「グラスの中の品質」Qualitaet im Glase 。畑を格付けして等級を行うフランスのシステムに対し、ドイツワインはいかなる畑からも優れた品質のワインを造り得るという建前のシステムをとっている。実際、この試飲会ではあまり知られていない畑のワインが、有名な畑のワインに並んで試飲に供されていた。そして畑毎の品質の差は、少なくとも僕の印象では、ごくわずかであった。畑の差はもとより、カテゴリー内ではどのワインの香味の差もまた、試飲につれて鈍感になった僕の舌では、まるで物差しで測ったかのようにごくわずかであるように思われた。

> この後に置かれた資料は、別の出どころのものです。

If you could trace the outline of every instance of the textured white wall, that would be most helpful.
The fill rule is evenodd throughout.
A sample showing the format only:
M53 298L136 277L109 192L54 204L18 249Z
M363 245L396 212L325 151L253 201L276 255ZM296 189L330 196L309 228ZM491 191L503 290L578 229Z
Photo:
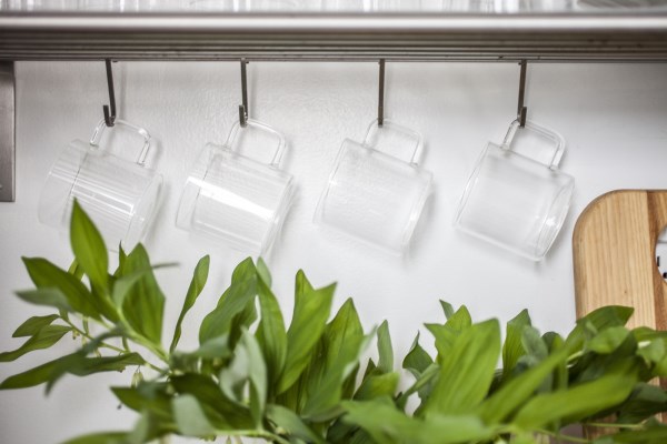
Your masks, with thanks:
M408 350L424 322L440 321L438 299L467 304L477 320L507 321L524 307L541 329L574 323L570 239L576 216L595 196L620 188L666 188L666 64L529 65L528 117L568 141L563 169L576 176L573 210L554 249L531 263L451 229L468 174L486 142L501 141L514 118L518 67L510 63L387 64L386 115L420 131L425 168L435 193L405 261L322 235L311 223L319 194L345 138L360 140L376 118L377 63L251 63L250 114L282 131L283 167L298 198L268 263L275 289L291 313L293 274L338 281L336 306L354 296L365 325L390 322L396 355ZM178 261L158 272L167 293L166 336L178 316L191 270L212 254L209 285L186 320L183 346L195 346L201 317L216 304L242 254L191 241L173 226L180 186L201 147L222 142L238 118L239 65L229 62L115 64L123 119L146 127L157 141L155 165L165 193L146 241L153 261ZM40 189L51 163L72 139L90 137L107 103L103 63L17 63L17 201L0 203L0 350L18 347L13 330L42 311L12 296L29 286L21 255L61 265L71 260L64 239L37 221ZM288 315L289 317L289 315ZM429 336L422 336L428 343ZM59 353L74 343L64 339ZM46 362L38 352L0 365L0 377ZM0 393L0 442L51 443L90 431L127 428L133 414L118 410L107 386L130 372L88 380L64 377L43 389Z

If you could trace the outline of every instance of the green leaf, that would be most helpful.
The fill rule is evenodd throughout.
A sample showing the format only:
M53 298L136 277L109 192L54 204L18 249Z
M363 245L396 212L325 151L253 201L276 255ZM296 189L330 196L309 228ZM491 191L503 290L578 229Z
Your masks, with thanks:
M357 309L348 299L325 327L303 372L307 397L301 416L320 422L339 415L345 382L349 377L355 379L359 356L371 337L364 335Z
M308 281L302 278L303 289ZM297 274L299 283L299 274ZM297 284L297 289L299 284ZM277 394L289 389L299 377L308 362L310 353L318 343L329 317L331 301L336 285L319 290L309 290L303 293L297 291L292 321L287 331L287 359L285 371L278 383Z
M454 306L451 306L449 302L440 301L440 306L442 306L442 312L445 312L446 319L454 316Z
M92 294L74 275L60 270L41 258L22 258L30 279L38 289L60 290L73 311L84 316L100 319L99 306L96 306Z
M69 360L59 363L59 366L47 381L47 393L56 382L66 373L74 376L88 376L102 372L122 372L132 365L143 365L146 361L138 353L126 353L117 356L86 357L81 353L74 353ZM67 357L67 356L66 356Z
M262 262L263 263L263 262ZM259 269L258 269L259 275ZM287 359L287 332L282 312L276 296L269 289L265 279L257 285L259 295L259 310L261 317L257 330L257 341L267 363L269 386L275 386L280 379Z
M266 262L263 261L263 259L259 258L257 260L257 274L259 275L259 279L261 279L263 281L263 283L267 285L267 287L271 287L271 273L269 272L269 268L267 266Z
M620 305L608 305L594 310L577 321L577 326L567 336L565 343L568 347L581 347L586 340L586 325L591 325L598 332L613 326L624 326L634 311L635 309Z
M81 265L79 265L79 262L77 262L76 259L72 261L67 272L72 276L77 278L79 281L81 281L84 275L83 269L81 268Z
M98 432L68 440L62 444L127 444L129 432Z
M667 411L667 393L659 386L639 383L630 397L620 406L617 422L637 424L653 415Z
M50 325L51 322L56 321L58 317L60 316L57 314L49 314L47 316L32 316L28 321L19 325L19 327L13 332L11 337L33 336L42 327Z
M494 430L469 415L434 415L427 420L407 416L390 400L344 402L346 423L356 424L378 444L454 444L486 441Z
M664 340L650 341L637 351L637 355L641 356L647 364L658 364L665 359L666 353L667 350Z
M394 372L394 349L391 347L391 337L389 336L389 324L387 321L380 324L378 329L378 369L382 373Z
M599 354L609 354L620 346L630 334L625 326L611 326L588 341L588 349Z
M502 345L502 379L506 380L517 365L519 357L526 354L521 344L524 327L530 325L527 310L522 310L507 323L505 344Z
M252 259L248 258L237 265L231 276L231 284L225 291L216 309L210 312L199 329L199 342L230 335L232 324L242 314L257 295L257 269Z
M539 394L519 410L514 423L534 430L557 420L580 421L624 402L636 381L635 374L609 374L568 390Z
M268 404L267 418L272 422L277 428L286 431L289 435L296 436L308 443L325 444L325 440L318 436L312 428L306 425L299 415L281 405Z
M225 395L243 403L243 387L250 385L250 412L257 427L261 425L267 402L267 369L255 336L243 330L235 356L220 372L220 387Z
M150 260L143 245L138 244L127 256L122 275L141 273L141 278L127 289L122 302L122 313L128 324L143 337L160 345L165 295L151 270Z
M197 398L181 395L171 401L178 431L183 436L208 437L216 434Z
M66 312L71 312L72 307L70 306L67 297L60 290L56 289L38 289L38 290L27 290L17 292L17 296L22 299L26 302L29 302L34 305L46 305L52 306L58 310L62 310Z
M554 369L566 362L568 350L559 349L536 366L511 379L479 406L479 417L487 424L506 421L534 395Z
M400 375L398 373L384 373L369 376L364 380L359 390L355 393L355 400L367 401L376 397L394 396L399 379Z
M430 355L419 345L419 333L412 342L410 351L406 355L402 362L402 367L412 373L415 377L418 377L426 369L434 363Z
M203 357L203 359L227 359L231 356L231 350L229 349L229 339L227 335L213 337L212 340L208 340L203 344L199 346L192 353L189 353L192 356Z
M425 413L470 413L488 393L499 354L498 321L467 327L442 360L440 376L425 405Z
M646 430L631 430L611 436L603 436L595 444L664 444L667 442L667 426L656 424Z
M442 362L445 356L449 354L449 351L459 336L466 329L472 324L470 313L465 305L462 305L456 313L454 313L445 325L440 324L426 324L425 326L436 339L436 350L438 351L437 361Z
M199 294L201 294L201 291L206 285L206 281L208 280L210 262L210 256L206 255L199 260L197 266L195 268L195 273L192 275L192 280L190 281L190 286L188 287L186 300L183 301L183 307L181 309L180 315L178 316L178 321L176 323L173 339L171 340L171 345L169 346L170 352L173 352L176 350L176 346L178 345L178 341L181 336L181 324L183 323L186 314L195 305L197 297L199 297Z
M170 382L178 393L197 398L208 421L216 428L249 430L253 427L253 420L248 407L227 397L212 379L201 374L186 373L173 376Z
M60 341L60 339L71 330L71 327L64 325L44 325L19 349L14 350L13 352L0 353L0 362L14 361L26 353L30 353L36 350L48 349Z
M166 383L141 382L135 387L111 387L118 401L135 412L150 412L163 423L172 422L171 389Z
M70 242L77 262L90 282L101 289L107 289L109 279L107 246L100 232L76 200L70 224Z

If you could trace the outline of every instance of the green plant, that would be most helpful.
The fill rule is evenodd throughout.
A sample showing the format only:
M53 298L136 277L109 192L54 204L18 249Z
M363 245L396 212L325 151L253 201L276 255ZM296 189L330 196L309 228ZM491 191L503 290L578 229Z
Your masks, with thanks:
M608 426L599 421L610 414L616 431L596 443L667 441L667 427L653 417L667 410L667 394L647 383L667 375L667 334L626 329L631 309L603 307L567 337L540 334L522 311L508 322L502 343L496 320L474 323L465 306L455 311L441 302L447 321L426 325L437 354L429 355L418 335L402 360L411 383L398 392L401 374L387 323L365 333L351 300L329 321L335 285L315 289L299 271L286 329L269 271L248 259L201 322L199 347L183 352L182 323L207 281L206 256L165 349L165 296L143 246L129 254L121 249L118 269L108 273L107 249L78 204L70 236L76 261L69 271L23 259L36 289L19 297L57 312L22 323L13 335L26 343L0 354L0 362L13 361L68 333L83 340L77 352L8 377L2 390L46 384L48 392L66 374L136 369L128 386L111 389L138 412L133 428L70 444L142 443L170 434L295 444L588 442L560 430ZM379 357L358 375L374 337Z

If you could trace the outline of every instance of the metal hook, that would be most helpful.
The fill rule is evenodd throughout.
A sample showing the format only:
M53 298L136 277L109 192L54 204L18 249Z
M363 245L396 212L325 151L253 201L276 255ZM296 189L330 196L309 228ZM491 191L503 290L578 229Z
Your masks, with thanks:
M104 113L104 123L107 127L113 127L116 122L116 94L113 93L113 72L111 71L111 60L104 59L104 64L107 67L107 87L109 88L109 105L102 107L102 112ZM111 108L111 112L109 112L109 108Z
M380 59L380 79L378 94L378 127L385 123L385 59Z
M246 75L246 65L248 61L241 59L241 100L243 104L239 104L239 122L242 128L248 124L248 79Z
M526 95L526 60L521 60L521 73L519 75L519 104L517 107L517 119L519 120L519 128L526 127L526 115L528 114L528 107L524 107L524 97Z

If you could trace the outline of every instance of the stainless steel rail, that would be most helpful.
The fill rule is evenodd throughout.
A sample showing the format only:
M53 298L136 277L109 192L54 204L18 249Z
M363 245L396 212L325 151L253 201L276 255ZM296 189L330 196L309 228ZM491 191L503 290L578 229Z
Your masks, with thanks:
M13 61L101 59L667 62L667 12L0 11L0 201L14 196Z
M667 13L0 13L0 60L667 61Z

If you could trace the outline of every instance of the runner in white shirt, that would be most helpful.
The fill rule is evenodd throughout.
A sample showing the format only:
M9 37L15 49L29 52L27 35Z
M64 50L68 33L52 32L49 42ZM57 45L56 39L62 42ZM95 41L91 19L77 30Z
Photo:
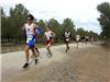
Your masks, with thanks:
M44 33L44 36L46 37L46 49L47 49L47 56L48 58L52 57L52 51L51 51L51 46L53 44L53 36L55 36L55 33L52 32L47 26L46 26L46 32Z
M70 35L72 34L68 30L64 33L64 40L65 40L65 44L66 44L66 52L69 49Z
M25 65L23 66L23 68L28 68L29 67L29 50L31 49L32 52L33 52L33 56L35 57L35 63L37 62L37 56L36 56L36 52L35 52L35 30L36 30L36 24L33 23L33 15L28 15L28 23L24 24L24 26L22 27L22 30L24 31L25 30L25 33L26 33L26 46L25 46L25 59L26 59L26 62Z
M80 40L80 35L76 35L76 43L77 43L77 48L78 48L78 43Z

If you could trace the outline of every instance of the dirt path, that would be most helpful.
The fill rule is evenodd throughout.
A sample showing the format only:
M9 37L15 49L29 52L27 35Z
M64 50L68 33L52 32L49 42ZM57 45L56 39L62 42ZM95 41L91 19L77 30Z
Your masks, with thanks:
M110 82L110 50L99 45L79 46L70 44L52 48L54 55L46 57L41 49L37 65L23 70L23 51L2 55L2 82Z

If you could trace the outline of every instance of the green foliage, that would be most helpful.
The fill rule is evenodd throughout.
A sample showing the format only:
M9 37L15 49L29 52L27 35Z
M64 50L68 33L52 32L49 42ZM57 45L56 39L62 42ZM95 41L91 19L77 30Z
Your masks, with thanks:
M97 9L100 12L100 17L98 17L98 21L102 30L101 36L110 38L110 3L102 2L97 7Z

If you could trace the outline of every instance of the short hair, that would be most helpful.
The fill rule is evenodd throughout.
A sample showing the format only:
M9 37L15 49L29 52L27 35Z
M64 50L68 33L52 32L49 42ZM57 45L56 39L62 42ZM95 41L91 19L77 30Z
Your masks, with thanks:
M29 14L28 17L30 17L32 21L34 20L34 16L32 14Z

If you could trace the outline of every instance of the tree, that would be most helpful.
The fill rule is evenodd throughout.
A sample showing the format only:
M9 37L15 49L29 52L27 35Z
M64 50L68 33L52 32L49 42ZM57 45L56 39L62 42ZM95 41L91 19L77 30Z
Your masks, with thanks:
M110 38L110 4L108 2L102 2L97 7L97 10L100 12L98 21L102 30L101 35Z
M50 20L50 28L56 34L55 42L59 42L62 39L62 26L55 19Z
M63 27L63 32L64 33L66 30L70 31L72 32L72 37L75 36L75 24L74 22L72 21L72 19L64 19L64 22L62 24L62 27Z

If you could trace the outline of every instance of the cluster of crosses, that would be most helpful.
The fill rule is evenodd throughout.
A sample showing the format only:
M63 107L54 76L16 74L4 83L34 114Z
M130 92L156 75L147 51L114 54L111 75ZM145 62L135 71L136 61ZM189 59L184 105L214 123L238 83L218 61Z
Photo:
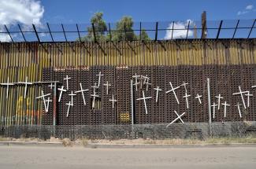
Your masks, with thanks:
M94 86L91 86L91 88L93 89L93 92L91 94L91 97L93 97L92 100L92 108L95 108L95 98L96 97L99 97L99 95L97 94L97 89L98 89L100 87L101 85L101 79L102 76L103 76L104 75L102 74L101 72L98 72L98 74L96 75L96 76L98 77L98 85L97 83L95 83ZM135 86L135 90L138 90L138 87L140 87L140 89L143 88L143 86L146 85L146 91L148 90L149 89L149 86L152 85L151 83L150 83L150 78L147 75L136 75L135 74L135 75L132 75L132 78L135 79L135 80L133 81L134 83L132 84L133 86ZM66 82L66 85L65 87L65 86L61 86L61 88L58 88L58 90L60 91L60 94L58 97L58 102L61 102L61 96L63 92L68 92L69 91L69 80L71 79L71 77L69 77L69 75L66 75L65 78L64 78L64 80ZM38 82L38 83L42 83L42 82ZM20 84L20 85L24 85L24 97L26 98L27 97L27 89L28 89L28 85L32 85L33 83L32 83L32 82L28 82L28 76L25 79L24 82L18 82L18 83L9 83L9 77L7 78L7 83L0 83L1 86L6 86L6 98L8 98L8 93L9 93L9 86L13 86L15 84ZM50 83L50 85L49 85L49 87L50 87L50 89L53 89L53 87L56 87L55 86L56 83L54 85L53 83ZM188 85L187 83L184 82L183 84L181 84L180 86L178 86L176 87L173 87L173 84L171 82L169 82L169 85L171 89L169 90L165 91L166 94L171 93L173 94L173 96L175 97L175 99L177 102L177 104L180 104L179 99L176 94L176 90L178 90L180 87L184 87L185 90L185 95L183 96L184 98L185 98L186 100L186 105L187 105L187 108L189 108L189 101L188 101L188 97L191 97L190 94L187 94L187 87L186 86ZM106 81L106 83L103 83L103 86L106 86L106 94L109 94L109 87L111 86L111 84ZM256 87L256 86L251 86L252 88ZM73 97L76 95L76 94L80 93L83 97L83 105L86 105L86 101L85 101L85 97L84 97L84 92L89 91L89 89L83 89L82 83L80 83L80 90L77 91L71 91L70 94L69 94L69 96L71 97L70 101L69 101L69 103L66 103L66 105L69 106L68 107L68 110L67 110L67 114L66 116L69 116L69 110L70 108L72 107L74 105L74 102L73 102ZM161 89L160 89L160 87L158 86L157 86L155 88L153 88L154 90L156 90L156 97L155 97L155 101L158 102L158 97L159 97L159 92L162 91ZM44 105L44 108L46 112L48 112L49 111L49 105L50 102L52 101L52 100L50 98L51 94L45 94L43 93L43 90L41 90L41 95L37 97L37 99L43 99L43 105ZM250 106L250 97L253 96L253 94L251 94L250 93L250 91L242 91L241 87L239 86L239 92L237 93L234 93L232 94L232 95L239 95L241 97L241 100L243 101L243 105L244 107L244 108L246 109L247 108L248 108ZM202 104L202 100L201 97L202 96L199 95L199 94L197 94L196 97L195 97L195 99L198 99L198 103ZM247 103L245 101L244 97L247 97ZM227 101L224 101L224 102L221 102L221 100L222 100L224 97L221 97L221 94L219 94L218 96L215 97L217 98L217 103L213 102L213 104L211 105L211 107L213 107L213 118L215 118L215 112L216 112L216 107L217 107L217 110L220 109L221 105L224 106L224 116L226 117L227 116L227 109L228 107L230 106L230 105L228 105L227 103ZM144 107L145 107L145 112L146 114L147 114L147 102L146 100L147 99L151 99L152 97L146 97L145 96L145 93L144 90L143 90L143 97L141 98L137 98L137 101L140 101L143 100L144 101ZM117 102L117 100L114 98L114 95L112 95L112 99L109 100L109 101L112 101L112 108L114 108L115 104ZM240 110L240 104L238 102L237 105L236 105L235 106L237 107L238 108L238 112L239 114L240 118L242 118L242 113L241 113L241 110ZM175 119L173 119L169 124L167 125L167 127L169 127L169 125L171 125L172 123L173 123L174 122L176 122L176 120L180 119L181 121L181 123L184 123L183 119L181 119L181 117L185 115L186 112L183 112L182 114L179 115L176 111L174 111L175 114L177 116L177 118L176 118Z

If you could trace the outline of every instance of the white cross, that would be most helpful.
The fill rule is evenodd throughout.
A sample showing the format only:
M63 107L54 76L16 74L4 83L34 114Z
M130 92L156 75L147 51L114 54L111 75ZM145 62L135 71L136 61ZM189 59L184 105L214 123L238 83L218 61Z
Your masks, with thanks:
M239 113L239 116L240 116L240 118L242 118L242 114L241 114L241 110L240 110L240 105L241 105L241 104L239 104L239 103L238 102L237 105L235 105L235 106L237 106L238 112Z
M25 82L18 82L20 84L24 84L25 85L25 89L24 91L24 98L26 98L27 96L27 88L28 88L28 85L32 85L33 84L32 83L28 83L28 76L26 76L26 81Z
M187 95L187 92L185 94L185 96L184 96L183 97L186 99L186 103L187 103L187 108L189 108L189 105L188 105L188 99L187 97L190 97L191 95Z
M111 84L109 83L109 81L106 81L106 83L105 84L103 84L103 86L106 86L106 95L109 95L109 86L111 86Z
M98 89L98 86L96 86L96 83L95 83L95 86L92 86L91 88L93 88L93 92L95 93L96 92L96 89Z
M114 104L117 101L113 98L113 95L112 95L112 99L109 99L110 101L112 101L112 108L114 108Z
M49 103L53 101L52 100L50 99L50 97L48 97L47 100L46 100L46 101L47 102L47 105L46 105L46 112L48 112L48 110L49 110Z
M61 102L61 96L62 96L62 92L64 92L64 91L66 92L67 90L65 90L64 89L64 86L62 86L61 88L58 88L58 90L61 91L60 95L58 97L58 102Z
M221 104L222 105L224 105L224 117L226 117L227 115L227 106L230 106L230 105L227 104L227 101L225 101L224 103Z
M146 114L147 115L147 109L146 99L149 99L149 98L152 98L152 97L145 97L144 91L143 90L143 97L142 98L137 98L136 99L137 101L139 101L139 100L143 100L144 101L144 106L145 106L145 111L146 111Z
M92 108L95 108L95 97L99 97L99 96L98 96L98 95L96 95L95 91L94 92L93 94L91 94L91 96L93 97L92 106L91 106L91 107L92 107Z
M176 122L177 119L180 119L180 120L181 121L182 123L184 123L184 122L181 119L181 117L186 113L186 112L184 112L182 113L181 115L179 115L176 111L174 111L175 114L176 114L178 116L177 118L176 118L175 119L173 119L173 121L172 121L170 123L169 123L167 126L166 126L166 128L171 125L172 123L173 123L174 122Z
M221 105L221 99L223 98L223 97L221 97L221 95L219 94L218 96L215 96L216 98L217 98L217 109L220 109L220 105Z
M6 98L8 98L8 93L9 93L9 86L14 85L13 83L9 83L9 77L7 77L7 83L0 83L2 86L6 86L7 90L6 90Z
M68 112L67 112L67 117L69 117L70 106L73 106L73 105L72 105L72 104L70 103L70 101L69 101L69 103L66 103L66 105L69 105L69 107L68 107Z
M99 85L101 83L101 77L103 76L104 75L102 75L102 72L99 72L98 74L96 75L98 76L98 86L99 86Z
M213 102L213 105L212 105L212 107L213 108L213 119L215 118L215 107L216 106L217 106L217 105L216 105L215 102Z
M37 99L39 99L39 98L43 98L43 105L44 105L44 108L45 108L45 110L46 110L46 112L47 108L46 108L46 98L45 98L45 97L46 97L46 96L50 96L50 94L44 94L43 90L41 90L41 93L42 93L42 95L41 95L41 96L39 96L39 97L35 97L35 98L37 98ZM48 111L48 110L47 110L47 111Z
M140 75L137 75L137 74L135 73L135 75L132 75L132 78L135 78L135 82L133 85L135 85L136 86L136 91L138 90L138 84L139 84L139 83L138 83L138 78L139 78Z
M244 101L244 99L243 99L243 94L248 93L249 91L242 91L240 86L239 86L238 87L239 88L239 92L235 93L235 94L232 94L233 95L240 94L241 97L242 97L242 101L243 101L243 107L244 107L244 108L247 108L247 106L245 105L245 101Z
M73 96L76 96L76 94L73 94L73 91L71 91L71 94L69 94L69 96L71 96L71 105L73 105L74 102L73 102Z
M169 91L166 91L165 93L168 94L168 93L169 93L169 92L172 91L172 92L173 93L174 96L175 96L175 98L176 98L177 103L180 104L179 100L178 100L178 98L177 98L177 96L176 95L176 93L175 93L175 90L180 88L180 86L177 86L177 87L176 87L176 88L173 88L172 83L169 82L169 83L170 83L170 85L171 85L171 88L172 88L172 89L171 89L170 90L169 90Z
M154 88L154 90L157 90L157 96L156 96L156 98L155 98L155 102L158 102L158 94L159 94L159 91L161 91L162 90L160 89L158 86L157 88Z
M254 96L254 94L250 94L250 91L248 91L247 94L245 94L247 97L247 107L250 106L250 97Z
M184 81L183 82L183 84L180 85L180 86L184 86L186 92L187 92L187 87L186 87L187 85L188 85L188 83L185 83Z
M201 97L202 97L202 95L199 95L199 94L198 94L198 95L197 95L195 98L198 99L199 103L202 104Z
M80 83L80 90L75 91L75 94L77 94L77 93L81 93L81 94L82 94L83 101L83 105L86 105L86 102L85 102L85 98L84 98L84 94L83 94L83 92L84 92L84 91L88 91L89 90L88 90L88 89L83 90L81 83Z
M64 80L66 81L67 90L69 90L69 79L70 79L71 78L69 78L68 75L66 75L66 78L64 78Z

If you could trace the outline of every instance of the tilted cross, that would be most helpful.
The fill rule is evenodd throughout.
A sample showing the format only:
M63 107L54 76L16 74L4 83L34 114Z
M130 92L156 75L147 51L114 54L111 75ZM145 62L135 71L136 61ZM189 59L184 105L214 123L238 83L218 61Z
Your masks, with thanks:
M191 95L187 95L187 92L185 94L185 96L184 96L183 97L186 99L186 103L187 103L187 108L188 108L189 105L188 105L188 99L187 97L190 97Z
M97 76L98 76L98 86L99 86L100 83L101 83L101 78L102 76L103 76L104 75L102 75L102 72L99 72L98 75L96 75Z
M244 108L247 108L247 106L246 106L246 105L245 105L245 101L244 101L244 99L243 99L243 94L248 93L249 91L242 91L240 86L239 86L238 87L239 87L239 92L238 92L238 93L235 93L235 94L233 94L233 95L240 94L240 95L241 95L241 97L242 97L242 101L243 101L243 107L244 107Z
M13 83L9 83L9 77L7 77L7 83L0 83L2 86L6 86L7 89L6 89L6 98L8 98L8 93L9 93L9 86L13 86L14 85Z
M112 95L112 99L109 99L110 101L112 101L112 108L114 108L114 104L115 102L117 102L117 101L116 99L113 98L113 95Z
M58 88L58 90L61 91L60 95L58 97L58 102L61 102L61 96L62 96L62 92L64 92L64 91L66 92L67 90L65 90L64 89L64 86L62 86L61 88Z
M169 82L169 83L170 83L170 86L171 86L171 88L172 88L172 89L171 89L170 90L169 90L169 91L166 91L165 93L168 94L168 93L169 93L169 92L172 91L172 92L173 93L174 96L175 96L175 98L176 98L177 103L180 104L179 100L178 100L178 98L177 98L177 96L176 95L176 93L175 93L175 90L180 88L180 86L177 86L177 87L176 87L176 88L173 88L172 83Z
M146 114L147 115L147 109L146 99L149 99L149 98L152 98L152 97L145 97L144 91L143 90L143 97L142 98L137 98L136 99L137 101L139 101L139 100L143 100L144 101L144 107L145 107L145 111L146 111Z
M85 102L85 98L84 98L84 94L83 94L83 92L84 92L84 91L88 91L89 90L88 90L88 89L83 90L81 83L80 83L80 90L75 91L75 94L77 94L77 93L81 93L81 94L82 94L83 101L83 105L86 105L86 102Z
M64 78L64 80L66 81L67 90L69 90L69 79L70 79L71 78L69 78L68 75L66 75L66 77Z
M220 109L220 106L221 106L221 99L223 98L223 97L221 97L221 95L219 94L218 96L215 96L216 98L217 98L217 109Z
M105 84L103 84L106 87L106 95L109 95L109 87L111 86L111 84L109 83L109 81L106 81Z
M160 89L158 86L157 88L154 88L154 90L157 90L157 95L156 95L156 98L155 98L155 102L158 102L158 101L159 91L161 91L162 90Z
M199 94L198 94L197 96L196 96L195 98L198 99L199 103L202 104L201 97L202 97L202 95L199 95Z

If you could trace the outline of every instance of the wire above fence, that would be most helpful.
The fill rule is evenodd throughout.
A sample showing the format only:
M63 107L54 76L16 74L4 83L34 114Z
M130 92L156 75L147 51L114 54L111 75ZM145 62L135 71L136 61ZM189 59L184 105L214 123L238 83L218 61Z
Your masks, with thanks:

考えてみると、典型性-ティピシティが審査の上で絶対的な重きを占めている以上、個性的なワインは排除されて当然なのかもしれない。試飲審査に際して審査員に明らかにされるのは生産年、品種、格付けのみである。そして大半は現役の醸造家が務める彼らは、それぞれの要素に期待される典型的な個性が出ているかどうかを基準に審査する。その際、畑の個性は考慮されない。Qualitaet im Glase- クリーンで欠陥のない、優等生こそ公的機関の金賞に相応しいのだ。いずれも粒ぞろいの優れたワインであり、その大半は5Euroを中心に3.3~9Euroと手頃な価格である。ハレルヤ!ドイツワインの良心がそこにはある。
畑の格付けが価格ゾーンの引き上げに利用されるのは、ありがたい話ではない。それくらいなら、没個性であってもあくまでもQualitaet im Glaseに留まる方がいいのか...?。 結局のところ、カテゴリーでもなく格付けでもなく、よい仕事をしている醸造家を知り、彼のワインを基準に自分なりの価値観を築き上げていくより他ないであろう。 そういう意味で、試飲会はいつも貴重な機会なのである。